Facebook user Demond Loo has written an open letter to Prime Minister Lee Hsien Loong implying that opposition members are responsible for the public outcry against the lighter sentence imposed on leaders of the City Harvest Church. He suggested that the Government should listen to the “real people” and let the sentence be without appealing it.
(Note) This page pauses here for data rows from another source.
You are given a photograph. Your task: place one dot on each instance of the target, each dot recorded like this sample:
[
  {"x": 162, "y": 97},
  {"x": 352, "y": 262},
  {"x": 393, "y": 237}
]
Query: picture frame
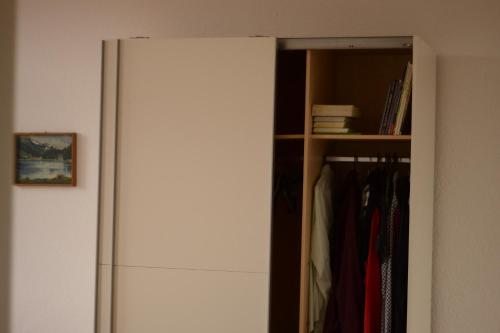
[{"x": 45, "y": 159}]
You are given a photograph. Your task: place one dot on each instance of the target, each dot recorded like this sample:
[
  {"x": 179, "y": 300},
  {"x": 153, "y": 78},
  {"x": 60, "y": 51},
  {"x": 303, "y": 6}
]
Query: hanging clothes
[
  {"x": 373, "y": 293},
  {"x": 345, "y": 308},
  {"x": 387, "y": 263},
  {"x": 400, "y": 264},
  {"x": 320, "y": 278},
  {"x": 370, "y": 218}
]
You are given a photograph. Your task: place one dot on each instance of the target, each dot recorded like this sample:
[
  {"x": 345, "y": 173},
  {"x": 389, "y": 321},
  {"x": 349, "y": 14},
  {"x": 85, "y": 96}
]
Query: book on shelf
[
  {"x": 332, "y": 124},
  {"x": 397, "y": 105},
  {"x": 388, "y": 100},
  {"x": 331, "y": 119},
  {"x": 405, "y": 98},
  {"x": 327, "y": 130},
  {"x": 331, "y": 110}
]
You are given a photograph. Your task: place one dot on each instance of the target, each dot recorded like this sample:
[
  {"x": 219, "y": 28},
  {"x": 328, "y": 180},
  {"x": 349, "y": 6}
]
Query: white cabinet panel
[
  {"x": 422, "y": 188},
  {"x": 187, "y": 301},
  {"x": 194, "y": 154}
]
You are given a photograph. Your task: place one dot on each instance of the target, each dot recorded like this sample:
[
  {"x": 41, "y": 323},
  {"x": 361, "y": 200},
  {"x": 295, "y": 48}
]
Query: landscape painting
[{"x": 45, "y": 159}]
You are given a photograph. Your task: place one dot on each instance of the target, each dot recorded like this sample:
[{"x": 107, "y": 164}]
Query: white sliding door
[
  {"x": 422, "y": 188},
  {"x": 193, "y": 180}
]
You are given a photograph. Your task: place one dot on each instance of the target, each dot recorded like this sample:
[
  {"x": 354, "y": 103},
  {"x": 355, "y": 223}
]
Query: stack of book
[
  {"x": 396, "y": 115},
  {"x": 333, "y": 119}
]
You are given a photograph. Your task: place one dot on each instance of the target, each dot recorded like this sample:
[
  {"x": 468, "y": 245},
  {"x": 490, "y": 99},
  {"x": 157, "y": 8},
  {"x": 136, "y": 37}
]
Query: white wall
[
  {"x": 6, "y": 98},
  {"x": 58, "y": 89}
]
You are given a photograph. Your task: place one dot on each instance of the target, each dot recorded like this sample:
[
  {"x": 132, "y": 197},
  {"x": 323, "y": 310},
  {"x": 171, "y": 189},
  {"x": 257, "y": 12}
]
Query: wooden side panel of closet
[{"x": 422, "y": 188}]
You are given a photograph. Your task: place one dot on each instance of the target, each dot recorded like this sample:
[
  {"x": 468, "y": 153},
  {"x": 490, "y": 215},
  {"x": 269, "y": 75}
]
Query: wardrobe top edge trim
[
  {"x": 345, "y": 43},
  {"x": 314, "y": 43}
]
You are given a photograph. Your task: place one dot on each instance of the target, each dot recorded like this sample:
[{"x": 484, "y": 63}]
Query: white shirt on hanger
[{"x": 320, "y": 277}]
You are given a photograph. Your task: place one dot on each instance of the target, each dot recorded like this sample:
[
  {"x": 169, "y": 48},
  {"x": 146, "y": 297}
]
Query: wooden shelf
[
  {"x": 361, "y": 137},
  {"x": 289, "y": 136}
]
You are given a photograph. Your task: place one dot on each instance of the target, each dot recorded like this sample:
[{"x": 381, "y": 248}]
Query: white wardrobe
[{"x": 192, "y": 130}]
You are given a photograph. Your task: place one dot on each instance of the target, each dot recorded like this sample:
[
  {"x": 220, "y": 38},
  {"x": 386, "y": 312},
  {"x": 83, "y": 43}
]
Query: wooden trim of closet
[{"x": 306, "y": 230}]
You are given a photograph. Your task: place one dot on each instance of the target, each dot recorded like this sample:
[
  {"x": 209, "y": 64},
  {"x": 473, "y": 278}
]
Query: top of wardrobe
[
  {"x": 345, "y": 43},
  {"x": 396, "y": 42}
]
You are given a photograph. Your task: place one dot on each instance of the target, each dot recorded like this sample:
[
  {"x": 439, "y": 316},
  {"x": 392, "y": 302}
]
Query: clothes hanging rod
[{"x": 365, "y": 159}]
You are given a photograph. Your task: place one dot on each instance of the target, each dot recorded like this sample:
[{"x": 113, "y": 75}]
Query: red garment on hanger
[{"x": 373, "y": 293}]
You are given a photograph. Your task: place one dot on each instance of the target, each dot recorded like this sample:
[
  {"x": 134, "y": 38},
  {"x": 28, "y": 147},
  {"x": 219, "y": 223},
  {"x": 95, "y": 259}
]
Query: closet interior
[{"x": 359, "y": 77}]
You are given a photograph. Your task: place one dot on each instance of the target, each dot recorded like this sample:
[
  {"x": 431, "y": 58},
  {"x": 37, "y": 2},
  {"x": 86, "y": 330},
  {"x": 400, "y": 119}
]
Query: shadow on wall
[{"x": 7, "y": 9}]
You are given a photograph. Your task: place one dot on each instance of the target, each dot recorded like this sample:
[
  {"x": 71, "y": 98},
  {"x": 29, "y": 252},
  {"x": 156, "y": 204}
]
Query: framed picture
[{"x": 45, "y": 159}]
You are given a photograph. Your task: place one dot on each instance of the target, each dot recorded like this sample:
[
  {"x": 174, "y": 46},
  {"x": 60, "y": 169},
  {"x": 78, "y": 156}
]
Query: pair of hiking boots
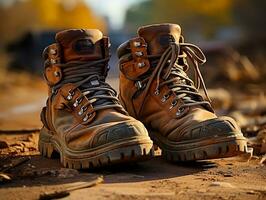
[{"x": 89, "y": 126}]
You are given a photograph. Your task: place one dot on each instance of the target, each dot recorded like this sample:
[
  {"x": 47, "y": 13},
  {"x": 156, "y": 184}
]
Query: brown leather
[
  {"x": 70, "y": 115},
  {"x": 152, "y": 108},
  {"x": 158, "y": 36}
]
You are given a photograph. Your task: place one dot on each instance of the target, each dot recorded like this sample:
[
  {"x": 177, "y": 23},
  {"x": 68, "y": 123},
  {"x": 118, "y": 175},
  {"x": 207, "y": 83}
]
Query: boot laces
[
  {"x": 171, "y": 70},
  {"x": 90, "y": 79}
]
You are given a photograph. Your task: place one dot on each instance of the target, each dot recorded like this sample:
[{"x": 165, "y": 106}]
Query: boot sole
[
  {"x": 122, "y": 151},
  {"x": 209, "y": 148}
]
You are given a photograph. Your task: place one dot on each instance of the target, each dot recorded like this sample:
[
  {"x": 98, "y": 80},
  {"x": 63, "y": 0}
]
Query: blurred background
[{"x": 232, "y": 34}]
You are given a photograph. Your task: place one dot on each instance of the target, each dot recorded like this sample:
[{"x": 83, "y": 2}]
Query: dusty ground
[{"x": 235, "y": 178}]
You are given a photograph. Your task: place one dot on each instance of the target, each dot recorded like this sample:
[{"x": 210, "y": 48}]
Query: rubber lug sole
[{"x": 125, "y": 154}]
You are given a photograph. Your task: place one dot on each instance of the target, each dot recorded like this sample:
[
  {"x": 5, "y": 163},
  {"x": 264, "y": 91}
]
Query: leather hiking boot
[
  {"x": 155, "y": 89},
  {"x": 83, "y": 119}
]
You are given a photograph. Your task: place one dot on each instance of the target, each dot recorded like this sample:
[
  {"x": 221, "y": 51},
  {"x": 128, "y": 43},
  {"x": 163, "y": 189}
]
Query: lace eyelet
[
  {"x": 139, "y": 53},
  {"x": 137, "y": 44},
  {"x": 70, "y": 95},
  {"x": 77, "y": 102},
  {"x": 86, "y": 117},
  {"x": 174, "y": 103},
  {"x": 141, "y": 64},
  {"x": 179, "y": 111},
  {"x": 165, "y": 97},
  {"x": 157, "y": 92},
  {"x": 82, "y": 109}
]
“A small group of noisy netizens attempted to chart the 2011/2015 elections. They blamed the government for everything from CPF monies to high cost of living. To that we lost an esteemed and highly talented individual, the former Minister George Yeo. What have we learnt from GE2011/2015? Focus on the real issues, listen to real people. Then the country moves forward.” – Desmond Loo
Law and Home Affairs Minister K Shanmugam had commented a few days ago that Shanmugam shared that the government agreed with the Attorney-General’s Chambers (AGC) that the original sentences imposed on the 6 accused were too low.
“Now if you look at the background, AGC believed that the original sentence, say for example, 8 years for Pastor Kong Hee and the sentences for the others was too low, which is why they appealed. And they told us they were appealing, they told the government. and they gave their reasons to us, and the government believed that the original sentences….were too low as well. The High Court has disagreed (the High Court in this case sitting with three judges) but if you look at it in terms of judges including the lower court judge, two judges thought either the sentences should be as they are, or higher. Two judges felt that it should be lower, and a key reason for the majority judgement was to consider directors to be not agents. So they took the existing important charge and replaced it with a lower charge. and that resulted in a lower sentence.” – Mr Shanmugam
City Harvest Church founder, Kong Hee, and five of his church members’ sentences were reduced by the High Court. The court meted out the following sentences after a five-day appeal hearing in September 2016:
Kong Hee – 8 years to 3.5 years
Serina Wee – 5 years to 2.5 years
Tan Ye Peng – 5.5 years to 3 years and 2 months
Chew Eng Han – 6 years to 3 years and 4 months
John Lam – 3 years to 1.5 years
Sharon Tan – 21 months to 7 months.
The sensational case – which is Singapore’s largest charity scandal – involves misappropriating $50 million of church funds. After a lengthy trial in 2015, the High Court found the six leaders guilty of using $24 million belonging to the Church to fund the music career of Sun Ho. To cover up their tracks, they used another $26 million.
The High Court judge ruled that they were “effectively putting CHC’s funds into their own hands to use as needed” despite being “not authorised”. The High Court however decided to reduce their charge from one of aggravated form of criminal breach of trust (CBT) to a “simple” form of CBT.
2 out 3 judges thought the prosecution had not satisfied the requirements to prove the aggravated form of CBT, which the law states the person must be a public servant, or a banker, a merchant, a factor, a broker, an attorney or an agent, when committing the crime.